It’s daylight saving time again.
Or: Who moved my cheese clock?
This article originally appeared in the March 2016 edition of INVISION.
It happens every year, just like clockwork (pun intended). One Sunday in mid-March, time “springs forward.” According to Wikipedia, “Daylight saving time in the United States is the practice of setting the clock forward by one hour during the warmer part of the year, so that evenings have more daylight and mornings have less.”Daylight saving time is rather confusing. To start with, pretty much everyone in the United States takes part in this annual ritual, except Arizona. No, wait: The Navajo Nation lies mostly within Arizona, but it does observe daylight saving time.

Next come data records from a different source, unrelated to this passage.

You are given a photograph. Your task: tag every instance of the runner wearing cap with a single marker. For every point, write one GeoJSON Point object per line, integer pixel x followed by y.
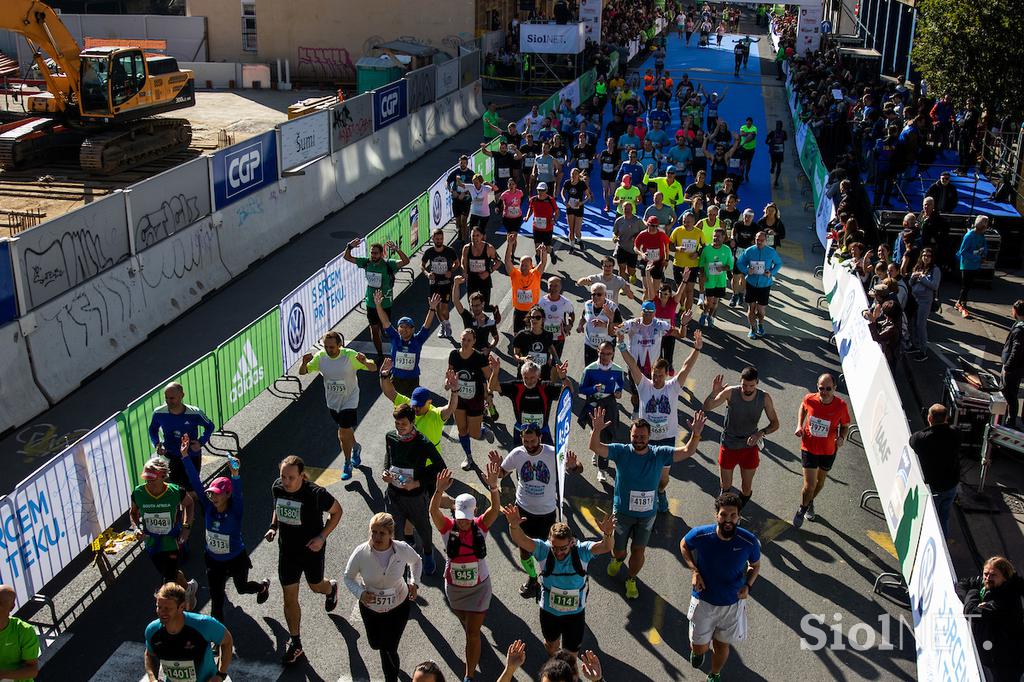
{"type": "Point", "coordinates": [407, 344]}
{"type": "Point", "coordinates": [299, 506]}
{"type": "Point", "coordinates": [659, 402]}
{"type": "Point", "coordinates": [162, 513]}
{"type": "Point", "coordinates": [467, 581]}
{"type": "Point", "coordinates": [716, 262]}
{"type": "Point", "coordinates": [760, 263]}
{"type": "Point", "coordinates": [536, 498]}
{"type": "Point", "coordinates": [638, 470]}
{"type": "Point", "coordinates": [225, 550]}
{"type": "Point", "coordinates": [438, 263]}
{"type": "Point", "coordinates": [525, 281]}
{"type": "Point", "coordinates": [338, 366]}
{"type": "Point", "coordinates": [652, 248]}
{"type": "Point", "coordinates": [564, 561]}
{"type": "Point", "coordinates": [544, 212]}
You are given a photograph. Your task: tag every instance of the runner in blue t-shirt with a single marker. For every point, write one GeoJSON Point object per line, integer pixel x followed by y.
{"type": "Point", "coordinates": [562, 562]}
{"type": "Point", "coordinates": [638, 471]}
{"type": "Point", "coordinates": [406, 345]}
{"type": "Point", "coordinates": [179, 642]}
{"type": "Point", "coordinates": [725, 560]}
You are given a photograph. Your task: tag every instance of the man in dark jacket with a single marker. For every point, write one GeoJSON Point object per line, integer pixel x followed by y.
{"type": "Point", "coordinates": [1013, 364]}
{"type": "Point", "coordinates": [938, 450]}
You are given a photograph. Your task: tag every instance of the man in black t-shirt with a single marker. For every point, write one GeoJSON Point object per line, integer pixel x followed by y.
{"type": "Point", "coordinates": [438, 263]}
{"type": "Point", "coordinates": [298, 516]}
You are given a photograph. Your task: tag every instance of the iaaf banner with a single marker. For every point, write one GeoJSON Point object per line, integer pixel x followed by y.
{"type": "Point", "coordinates": [55, 513]}
{"type": "Point", "coordinates": [552, 38]}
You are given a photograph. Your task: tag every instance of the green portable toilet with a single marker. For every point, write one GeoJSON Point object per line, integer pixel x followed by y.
{"type": "Point", "coordinates": [372, 73]}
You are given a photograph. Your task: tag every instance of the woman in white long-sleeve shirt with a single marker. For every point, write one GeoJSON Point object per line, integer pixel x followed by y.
{"type": "Point", "coordinates": [376, 573]}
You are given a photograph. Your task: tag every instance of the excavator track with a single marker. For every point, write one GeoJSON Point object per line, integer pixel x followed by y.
{"type": "Point", "coordinates": [134, 143]}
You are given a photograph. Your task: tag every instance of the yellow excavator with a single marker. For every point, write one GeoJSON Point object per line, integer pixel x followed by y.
{"type": "Point", "coordinates": [100, 99]}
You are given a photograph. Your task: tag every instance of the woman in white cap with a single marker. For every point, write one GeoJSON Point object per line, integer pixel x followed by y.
{"type": "Point", "coordinates": [225, 551]}
{"type": "Point", "coordinates": [467, 581]}
{"type": "Point", "coordinates": [376, 574]}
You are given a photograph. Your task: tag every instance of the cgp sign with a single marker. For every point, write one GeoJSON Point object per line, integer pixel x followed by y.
{"type": "Point", "coordinates": [242, 169]}
{"type": "Point", "coordinates": [304, 139]}
{"type": "Point", "coordinates": [552, 38]}
{"type": "Point", "coordinates": [390, 103]}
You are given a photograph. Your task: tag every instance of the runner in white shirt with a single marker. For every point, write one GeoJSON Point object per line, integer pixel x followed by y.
{"type": "Point", "coordinates": [537, 468]}
{"type": "Point", "coordinates": [376, 574]}
{"type": "Point", "coordinates": [559, 314]}
{"type": "Point", "coordinates": [658, 402]}
{"type": "Point", "coordinates": [338, 366]}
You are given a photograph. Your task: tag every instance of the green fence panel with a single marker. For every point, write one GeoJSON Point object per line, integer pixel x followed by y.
{"type": "Point", "coordinates": [201, 386]}
{"type": "Point", "coordinates": [248, 363]}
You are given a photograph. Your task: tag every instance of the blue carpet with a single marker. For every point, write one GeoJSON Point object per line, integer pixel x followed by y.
{"type": "Point", "coordinates": [714, 68]}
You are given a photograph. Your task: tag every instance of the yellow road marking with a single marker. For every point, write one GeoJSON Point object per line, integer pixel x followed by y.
{"type": "Point", "coordinates": [884, 541]}
{"type": "Point", "coordinates": [324, 477]}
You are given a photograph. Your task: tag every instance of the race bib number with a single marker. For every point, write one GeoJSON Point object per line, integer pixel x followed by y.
{"type": "Point", "coordinates": [564, 601]}
{"type": "Point", "coordinates": [819, 427]}
{"type": "Point", "coordinates": [406, 361]}
{"type": "Point", "coordinates": [467, 389]}
{"type": "Point", "coordinates": [179, 671]}
{"type": "Point", "coordinates": [158, 523]}
{"type": "Point", "coordinates": [289, 511]}
{"type": "Point", "coordinates": [465, 574]}
{"type": "Point", "coordinates": [218, 543]}
{"type": "Point", "coordinates": [641, 501]}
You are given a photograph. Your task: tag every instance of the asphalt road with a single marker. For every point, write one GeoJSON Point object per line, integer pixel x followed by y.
{"type": "Point", "coordinates": [826, 568]}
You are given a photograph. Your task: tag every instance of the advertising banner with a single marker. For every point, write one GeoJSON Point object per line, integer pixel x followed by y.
{"type": "Point", "coordinates": [248, 363]}
{"type": "Point", "coordinates": [448, 78]}
{"type": "Point", "coordinates": [351, 120]}
{"type": "Point", "coordinates": [170, 202]}
{"type": "Point", "coordinates": [54, 514]}
{"type": "Point", "coordinates": [390, 104]}
{"type": "Point", "coordinates": [422, 84]}
{"type": "Point", "coordinates": [242, 169]}
{"type": "Point", "coordinates": [552, 38]}
{"type": "Point", "coordinates": [304, 139]}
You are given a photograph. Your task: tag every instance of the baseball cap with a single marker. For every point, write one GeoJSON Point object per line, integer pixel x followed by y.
{"type": "Point", "coordinates": [221, 485]}
{"type": "Point", "coordinates": [465, 505]}
{"type": "Point", "coordinates": [420, 397]}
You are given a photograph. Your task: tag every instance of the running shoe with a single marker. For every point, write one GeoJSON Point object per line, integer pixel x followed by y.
{"type": "Point", "coordinates": [331, 601]}
{"type": "Point", "coordinates": [292, 653]}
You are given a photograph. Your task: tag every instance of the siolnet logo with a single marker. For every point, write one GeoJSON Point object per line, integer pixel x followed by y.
{"type": "Point", "coordinates": [249, 374]}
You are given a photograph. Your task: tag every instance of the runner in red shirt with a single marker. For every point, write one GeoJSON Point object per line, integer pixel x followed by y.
{"type": "Point", "coordinates": [544, 211]}
{"type": "Point", "coordinates": [822, 424]}
{"type": "Point", "coordinates": [652, 246]}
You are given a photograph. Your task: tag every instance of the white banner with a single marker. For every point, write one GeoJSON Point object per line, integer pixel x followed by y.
{"type": "Point", "coordinates": [945, 645]}
{"type": "Point", "coordinates": [53, 515]}
{"type": "Point", "coordinates": [552, 38]}
{"type": "Point", "coordinates": [304, 139]}
{"type": "Point", "coordinates": [440, 203]}
{"type": "Point", "coordinates": [317, 304]}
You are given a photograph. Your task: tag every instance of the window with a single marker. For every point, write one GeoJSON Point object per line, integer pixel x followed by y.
{"type": "Point", "coordinates": [249, 27]}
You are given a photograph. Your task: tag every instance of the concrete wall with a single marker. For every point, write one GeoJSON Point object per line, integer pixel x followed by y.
{"type": "Point", "coordinates": [324, 39]}
{"type": "Point", "coordinates": [91, 325]}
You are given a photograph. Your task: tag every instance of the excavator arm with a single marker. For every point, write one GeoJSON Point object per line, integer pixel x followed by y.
{"type": "Point", "coordinates": [46, 33]}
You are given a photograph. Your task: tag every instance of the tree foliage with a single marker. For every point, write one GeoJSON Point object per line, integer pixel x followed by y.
{"type": "Point", "coordinates": [973, 48]}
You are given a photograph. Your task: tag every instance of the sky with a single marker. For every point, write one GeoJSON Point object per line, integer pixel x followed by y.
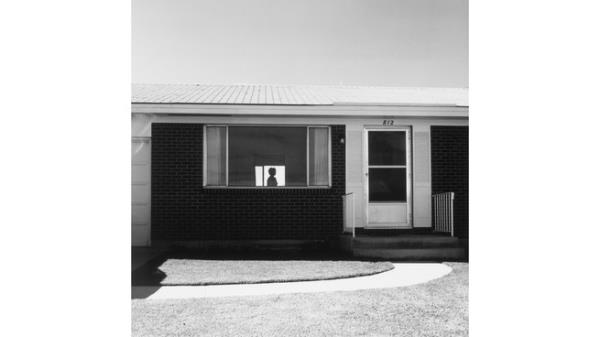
{"type": "Point", "coordinates": [414, 43]}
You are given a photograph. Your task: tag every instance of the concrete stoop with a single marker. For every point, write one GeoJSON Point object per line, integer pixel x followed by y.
{"type": "Point", "coordinates": [421, 247]}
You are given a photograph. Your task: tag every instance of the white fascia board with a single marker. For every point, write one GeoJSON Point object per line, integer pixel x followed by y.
{"type": "Point", "coordinates": [302, 110]}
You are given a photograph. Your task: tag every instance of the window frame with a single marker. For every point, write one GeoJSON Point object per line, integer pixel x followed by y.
{"type": "Point", "coordinates": [226, 186]}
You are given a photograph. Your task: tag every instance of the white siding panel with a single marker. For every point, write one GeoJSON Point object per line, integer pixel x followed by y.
{"type": "Point", "coordinates": [140, 174]}
{"type": "Point", "coordinates": [140, 192]}
{"type": "Point", "coordinates": [140, 152]}
{"type": "Point", "coordinates": [140, 215]}
{"type": "Point", "coordinates": [354, 170]}
{"type": "Point", "coordinates": [422, 178]}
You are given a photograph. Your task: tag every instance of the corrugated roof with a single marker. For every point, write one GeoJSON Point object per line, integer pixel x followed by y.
{"type": "Point", "coordinates": [296, 95]}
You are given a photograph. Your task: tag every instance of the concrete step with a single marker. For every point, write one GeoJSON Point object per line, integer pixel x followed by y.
{"type": "Point", "coordinates": [412, 254]}
{"type": "Point", "coordinates": [416, 241]}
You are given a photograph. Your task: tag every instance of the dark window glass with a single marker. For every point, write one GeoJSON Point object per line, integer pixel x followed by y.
{"type": "Point", "coordinates": [387, 184]}
{"type": "Point", "coordinates": [267, 156]}
{"type": "Point", "coordinates": [387, 148]}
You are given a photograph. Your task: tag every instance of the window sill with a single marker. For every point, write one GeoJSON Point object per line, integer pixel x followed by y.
{"type": "Point", "coordinates": [266, 188]}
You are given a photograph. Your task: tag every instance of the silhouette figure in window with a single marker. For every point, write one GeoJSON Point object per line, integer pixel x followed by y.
{"type": "Point", "coordinates": [272, 181]}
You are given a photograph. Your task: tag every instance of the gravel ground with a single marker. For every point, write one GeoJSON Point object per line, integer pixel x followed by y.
{"type": "Point", "coordinates": [205, 272]}
{"type": "Point", "coordinates": [435, 308]}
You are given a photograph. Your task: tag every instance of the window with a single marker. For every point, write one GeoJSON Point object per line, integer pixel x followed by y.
{"type": "Point", "coordinates": [267, 156]}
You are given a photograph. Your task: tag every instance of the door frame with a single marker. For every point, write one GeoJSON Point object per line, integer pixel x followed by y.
{"type": "Point", "coordinates": [409, 168]}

Alaskans spring forward, but Hawaiians do not. And that doesn’t even start to address daylight saving time’s impact on individuals and businesses. For instance, is the clock in my car wrong now, or did I ever change it last November, which would make it right? Am I losing an hour of sleep, or gaining an hour of awake? That phone conference that I scheduled with an Arizona client last month ... what time do I call now? Is it daylight saving time or daylight savings time? (It’s the former, even though most people say “savings,” right?) And why can’t I get the song by Chicago out of my head? (“Does anybody really know what time it is? Does anybody really care?”) While I enjoy having an extra hour of daylight, what I really need is an extra hour of time in the day. It seems that my to-do list is always longer than my hours to get it done, no matter what time of year. In 2013, a Huffington Post poll asked a thousand adults how they would use an extra hour a day. The top four answers were relax, sleep, spend time with family or friends, or enjoy athletic activity/exercise. I found it interesting that office work came in last, with only 5 percent of people mentioning it. Personally, when I think of needing more time, my mind goes to getting more office work done, but this poll made me stop and think about how I really need to be spending my time. The top picks on this list — see it at invmag.us/time — are more about the quality of life instead of the quantity. Let’s face it. There are 24 hours in the day, no matter whether you tack the daylight to the beginning or the end. So let’s make the most of each minute, whatever way you choose to spend your time.